In the end, over the course of a 45-minute period, Knight bought $3.5 billion of 80 stocks, sold $3.15 billion of another 74 stocks, and ended up losing a total of $460 million.

Think swiss cheese:

That’s a lot of mistakes; nearly as many as can be seen in the Knight Capital case. But when you see a list this long, the first thing you should think about is Swiss cheese. Specifically, you should think about the Swiss cheese model of failure prevention, as posited by James Reason, of the University of Manchester:

“In the Swiss Cheese model, an organization’s defenses against failure are modeled as a series of barriers, represented as slices of cheese. The holes in the slices represent weaknesses in individual parts of the system and are continually varying in size and position across the slices. The system produces failures when a hole in each slice momentarily aligns, permitting (in Reason’s words) “a trajectory of accident opportunity”, so that a hazard passes through holes in all of the slices, leading to a failure.”

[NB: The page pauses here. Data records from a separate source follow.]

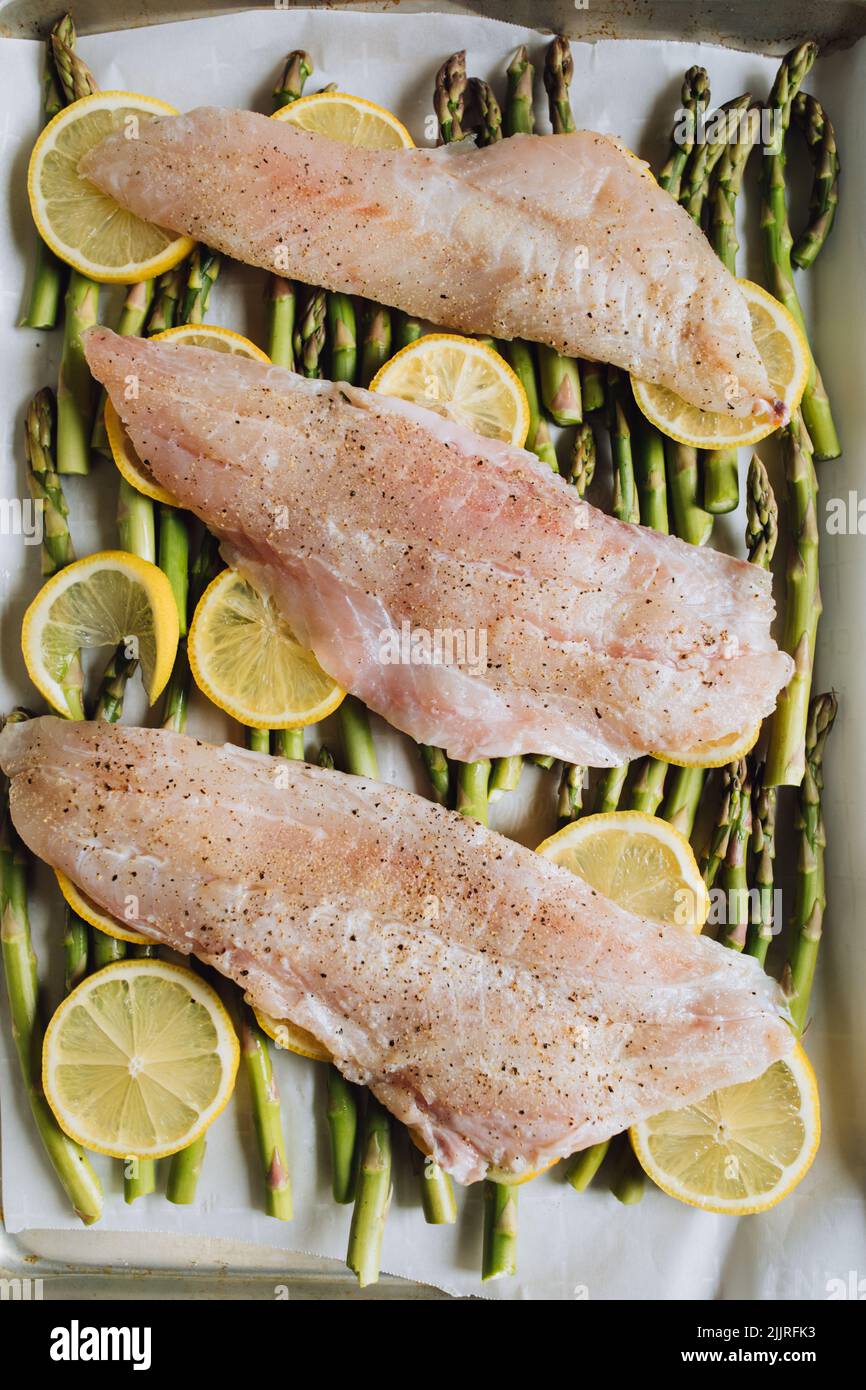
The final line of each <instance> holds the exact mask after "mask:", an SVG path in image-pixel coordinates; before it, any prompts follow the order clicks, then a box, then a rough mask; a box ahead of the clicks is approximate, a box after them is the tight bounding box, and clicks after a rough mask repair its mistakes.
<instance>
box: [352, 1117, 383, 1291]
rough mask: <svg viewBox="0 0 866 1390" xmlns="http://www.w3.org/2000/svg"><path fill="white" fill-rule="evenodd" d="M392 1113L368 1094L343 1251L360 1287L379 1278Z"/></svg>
mask: <svg viewBox="0 0 866 1390" xmlns="http://www.w3.org/2000/svg"><path fill="white" fill-rule="evenodd" d="M391 1163H392V1158H391V1116H389V1115H388V1111H385V1109H384V1108H382V1106H381V1105H379V1102H378V1101H377V1098H375V1097H374V1095H373V1094H370V1095H368V1097H367V1112H366V1115H364V1131H363V1137H361V1156H360V1166H359V1176H357V1195H356V1198H354V1208H353V1211H352V1227H350V1230H349V1248H348V1251H346V1265H348V1266H349V1269H350V1270H352V1272H353V1273H354V1275H357V1282H359V1284H360V1287H361V1289H366V1287H367V1284H374V1283H375V1282H377V1279H378V1277H379V1259H381V1254H382V1236H384V1234H385V1219H386V1216H388V1208H389V1205H391Z"/></svg>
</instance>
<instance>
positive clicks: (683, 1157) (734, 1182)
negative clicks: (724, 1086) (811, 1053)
mask: <svg viewBox="0 0 866 1390" xmlns="http://www.w3.org/2000/svg"><path fill="white" fill-rule="evenodd" d="M630 1134H631V1143H632V1145H634V1151H635V1154H637V1156H638V1162H639V1163H641V1168H642V1169H644V1170H645V1172H646V1173H648V1176H649V1177H652V1180H653V1183H656V1186H657V1187H660V1188H662V1190H663V1191H666V1193H669V1194H670V1195H671V1197H676V1198H678V1201H681V1202H688V1205H689V1207H701V1209H702V1211H705V1212H723V1213H728V1215H731V1216H745V1215H749V1213H752V1212H765V1211H769V1208H770V1207H776V1204H777V1202H780V1201H781V1200H783V1197H787V1195H788V1193H790V1191H791V1190H792V1188H794V1187H796V1184H798V1183H799V1181H802V1179H803V1177H805V1176H806V1173H808V1172H809V1168H810V1166H812V1159H813V1158H815V1154H816V1151H817V1145H819V1143H820V1134H822V1125H820V1106H819V1098H817V1081H816V1079H815V1072H813V1070H812V1066H810V1065H809V1058H808V1056H806V1054H805V1052H803V1049H802V1047H801V1045H799V1044H798V1045H796V1049H795V1051H794V1054H792V1055H791V1056H790V1058H787V1059H785V1061H784V1062H774V1063H773V1066H770V1068H769V1069H767V1070H766V1072H765V1073H763V1076H759V1077H758V1079H756V1080H755V1081H741V1083H740V1084H738V1086H726V1087H723V1088H721V1090H719V1091H713V1093H712V1094H710V1095H706V1097H705V1098H703V1099H702V1101H698V1102H696V1104H695V1105H685V1106H684V1108H683V1109H680V1111H663V1112H662V1115H653V1118H652V1119H651V1120H642V1122H641V1123H639V1125H634V1126H632V1127H631V1130H630Z"/></svg>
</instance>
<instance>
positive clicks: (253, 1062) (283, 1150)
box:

In other words, we should maybe be a little bit reassured that so many things needed to go wrong in order to produce a fail. The Swiss cheese model isn’t foolproof: sometimes those holes will indeed align. But a long list of failures like this is evidence of a reasonably thick stack of cheese slices. And in general, the thicker the stack, the less likely failure is going to be.

That brings us to LSCTIS:

The concerns expressed here about modern computer-based trading in the global financial markets are really just a detailed instance of a more general story: it seems likely, or at least plausible, that major advanced economies are becoming increasingly reliant on large-scale complex IT systems (LSCITS): the complexity of these LSCITS is increasing rapidly; their socio-economic criticality is also increasing rapidly; our ability to manage them, and to predict their failures before it is too late, may not be keeping up. That is, we may be becoming critically dependent on LSCITS that we simply do not understand and hence are simply not capable of managing.

So yes.we add additional layers of swiss cheese in an attempt to mitigate failure but the more complex systems become the more likely the holes in the cheese are to line up. This applies not to just government web sites and computerized trading but the so called “smart electrical grid.”

A couple of years ago I reviewed Joseph Tainter’s The Collapse Of Complex Societies. His conclusion was that complex societies collapse because they become too complex. I don’t think he had software in mind but perhaps he should have.